Vice-chancellors who think the answer to their financial worries lies in increasing recruitment overseas beware, there may be stiff competition for international students from unexpected quarters. Universities and colleges may find themselves jostling for space with Wormwood Scrubs, Tesco and the Archbishop of Canterbury on a new government register of "approved" education and training providers in the UK.
The thinking behind the register was simple enough: to "tackle immigration abuse in the education sector" and identify bona fide schools, colleges and universities. But it may be rather more all-embracing than intended, as it implies that overseas students keen to partake of a Prison Service education may face as few problems in securing a visa as those thinking of applying to approved British universities.
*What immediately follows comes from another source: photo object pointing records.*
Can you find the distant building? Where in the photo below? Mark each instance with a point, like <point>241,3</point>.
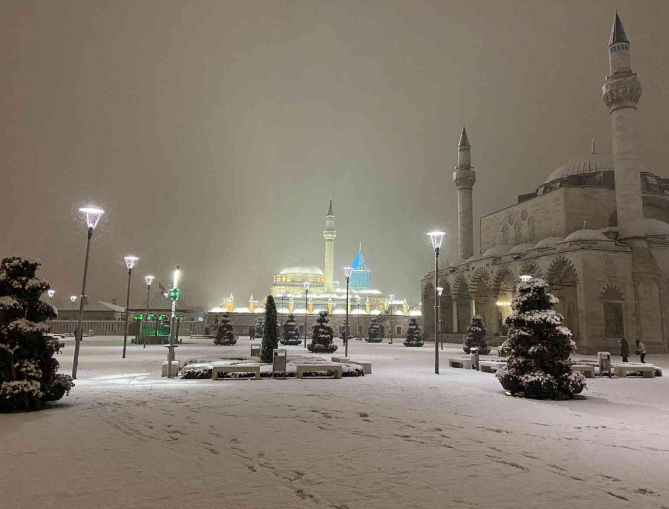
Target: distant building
<point>597,230</point>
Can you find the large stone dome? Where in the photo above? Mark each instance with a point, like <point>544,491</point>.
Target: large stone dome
<point>592,164</point>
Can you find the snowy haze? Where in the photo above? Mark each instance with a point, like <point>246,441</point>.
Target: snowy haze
<point>214,132</point>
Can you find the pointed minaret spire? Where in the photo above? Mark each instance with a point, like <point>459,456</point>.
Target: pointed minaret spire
<point>464,140</point>
<point>617,32</point>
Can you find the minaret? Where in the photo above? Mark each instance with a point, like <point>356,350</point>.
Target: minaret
<point>329,235</point>
<point>621,92</point>
<point>464,178</point>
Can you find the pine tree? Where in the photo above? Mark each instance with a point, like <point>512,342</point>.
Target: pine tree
<point>414,337</point>
<point>27,368</point>
<point>291,332</point>
<point>374,331</point>
<point>270,339</point>
<point>260,327</point>
<point>322,335</point>
<point>540,346</point>
<point>225,335</point>
<point>475,337</point>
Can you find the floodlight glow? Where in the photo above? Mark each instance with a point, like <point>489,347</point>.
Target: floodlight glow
<point>130,261</point>
<point>436,237</point>
<point>93,215</point>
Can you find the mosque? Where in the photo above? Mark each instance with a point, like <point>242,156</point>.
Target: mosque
<point>308,290</point>
<point>597,230</point>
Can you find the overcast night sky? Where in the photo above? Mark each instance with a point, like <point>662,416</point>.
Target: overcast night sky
<point>213,132</point>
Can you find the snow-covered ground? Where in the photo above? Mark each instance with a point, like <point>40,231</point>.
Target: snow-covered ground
<point>400,438</point>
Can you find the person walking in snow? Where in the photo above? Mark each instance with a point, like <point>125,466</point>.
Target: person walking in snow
<point>641,350</point>
<point>624,349</point>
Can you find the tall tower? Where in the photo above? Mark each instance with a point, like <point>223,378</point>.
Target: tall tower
<point>464,178</point>
<point>329,235</point>
<point>621,92</point>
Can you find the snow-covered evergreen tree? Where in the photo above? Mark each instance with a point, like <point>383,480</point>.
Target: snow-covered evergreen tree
<point>260,327</point>
<point>291,332</point>
<point>475,337</point>
<point>414,337</point>
<point>540,346</point>
<point>374,331</point>
<point>225,335</point>
<point>28,371</point>
<point>322,335</point>
<point>270,339</point>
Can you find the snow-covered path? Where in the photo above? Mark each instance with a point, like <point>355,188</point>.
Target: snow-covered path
<point>400,438</point>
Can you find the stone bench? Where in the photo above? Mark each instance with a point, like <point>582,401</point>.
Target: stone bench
<point>490,366</point>
<point>459,362</point>
<point>647,370</point>
<point>236,368</point>
<point>587,370</point>
<point>366,366</point>
<point>302,368</point>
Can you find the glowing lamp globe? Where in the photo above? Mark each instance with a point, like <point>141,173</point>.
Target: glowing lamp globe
<point>436,237</point>
<point>93,215</point>
<point>130,261</point>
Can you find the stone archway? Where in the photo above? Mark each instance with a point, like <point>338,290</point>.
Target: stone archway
<point>563,281</point>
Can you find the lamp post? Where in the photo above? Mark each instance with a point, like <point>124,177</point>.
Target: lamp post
<point>392,298</point>
<point>73,298</point>
<point>347,272</point>
<point>149,280</point>
<point>357,325</point>
<point>92,218</point>
<point>306,310</point>
<point>438,306</point>
<point>436,237</point>
<point>174,295</point>
<point>130,263</point>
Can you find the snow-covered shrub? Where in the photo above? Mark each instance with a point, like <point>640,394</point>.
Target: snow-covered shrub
<point>291,332</point>
<point>225,335</point>
<point>374,331</point>
<point>28,371</point>
<point>270,339</point>
<point>322,335</point>
<point>475,337</point>
<point>540,346</point>
<point>414,337</point>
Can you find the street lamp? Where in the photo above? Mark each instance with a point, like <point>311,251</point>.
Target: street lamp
<point>306,310</point>
<point>347,272</point>
<point>438,305</point>
<point>357,325</point>
<point>93,215</point>
<point>130,263</point>
<point>73,298</point>
<point>174,295</point>
<point>436,237</point>
<point>149,280</point>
If studying at Her Majesty's pleasure has limited appeal, there are plenty of taxi firms or coffee shops on the list for international students to consider.
It remains to be seen whether the appearance of Dr Rowan Williams on the register - by virtue of an ancient right of Archbishops to confer degrees - will prompt a flood of eager applications to Lambeth Palace.
Perhaps a more refined register, more clearly categorised, might be in order to direct would-be applicants to the most appropriate setting for their study. In the meantime, vice-chancellors might like to ponder how to differentiate themselves from prisons, supermarkets and cabbies in this apparently burgeoning market for overseas recruits.